28.10.10

AINDA SOBRE O CASO FOLHA DE SÃO PAULO

Escrevi ontem o texto FOLHA DE SÃO PAULO X SUPERIOR TRIBUNAL MILITAR, que pode ser lido aqui. O referido texto traz todos os detalhes sobre a Ação Cautelar distribuída no último dia 25, no Supremo Tribunal Federal, pela empresa controladora do jornalão paulista visando obter acesso irrestrito aos autos da Ação Penal, datada de 1970, envolvendo a candidata do PT à Presidência da República, Dilma Rousseff, cujos autos encontram-se no arquivo do Superior Tribunal Militar. O referido texto foi constantemente atualizado no dia de ontem e o será, ainda, no dia de hoje - e até apreciação do pedido pela Ministra Carmen Lúcia, a quem coube, por sorteio, a relatoria do processo - com todos os andamentos da ação. Ação que tramita, em razão de sua natureza, com intensa celeridade, e explico. O jornalão pretende obter cópias da referida Ação Penal por entender que é de extrema relevância para a sociedade brasileira conhecer o que ele chama de "passado" da aspirante ao mais alto cargo do País. Calcando-se no seu pretenso papel de informar, a FOLHA - que todos sabemos como conduz sua pauta parcial e golpista - requer extrema urgência na apreciação de seu pedido tendo em vista a proximidade do dia do segundo turno das eleições. A mesma FOLHA que, sabemos também, serviu como uma sabuja à ditadura militar no Brasil - que mais tarde chamou de "ditabranda" - fazendo verdadeiro papel de tirubulária das forças da opressão.
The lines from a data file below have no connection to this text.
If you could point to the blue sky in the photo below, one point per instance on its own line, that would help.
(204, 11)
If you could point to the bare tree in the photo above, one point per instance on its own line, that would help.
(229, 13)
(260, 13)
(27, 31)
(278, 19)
Quero, pois, no dia de hoje, esclarecer alguns pontos sobre este imbróglio para quem me lê. E faço isso respondendo, publicamente, a um sujeito que freqüenta assiduamente o balcão deste BUTECO. Freqüenta assiduamente e deixa comentários com a mesma assiduidade - jamais publicados por mim. Por que?, perguntarão vocês. Porque não são comentários. São provocações, pura e simplesmente. André é o suposto nome do cidadão, e digo "suposto nome" porque não me é possível identificá-lo através do perfil a ele atrelado, cuja identificação dá-se, apenas, pela bandeira do estado de São Paulo. Mas vamos em frente. Deixou o seguinte comentário, ontem, justamente no texto a que me referi acima:

"Edu, me explica uma coisa: o que tem demais a Folha ou qualquer outro jornal ter acesso a esta AP? Não entendo porque você classifica de canalhice... Um cara que defende a publicidade dos atos, como o fez no caso de nomeações feita por Serra em outro post, reclamar que alguém está indo atrás de uma Ação Penal que, diga-se de passagem, nunca tramitou em segredo de justiça. Meio esquizofrênico isso, não? Ou seja, tudo que é a favor de sua candidata pode... O que for contra não pode? Você mesmo relata que gosta de fuçar, de ir atrás de informações, etc... Meio infanto-juvenil este seu posicionamento. Espero que poste meu comentário e não o delete como de fato já o fez outras vezes. Abraço, André"

Com base nesta nova provocação - eivada de tantos equívocos... - vou tratar do assunto e peço a vocês, que me lêem, paciência para o acompanhamento de meu raciocínio.

Vou por partes.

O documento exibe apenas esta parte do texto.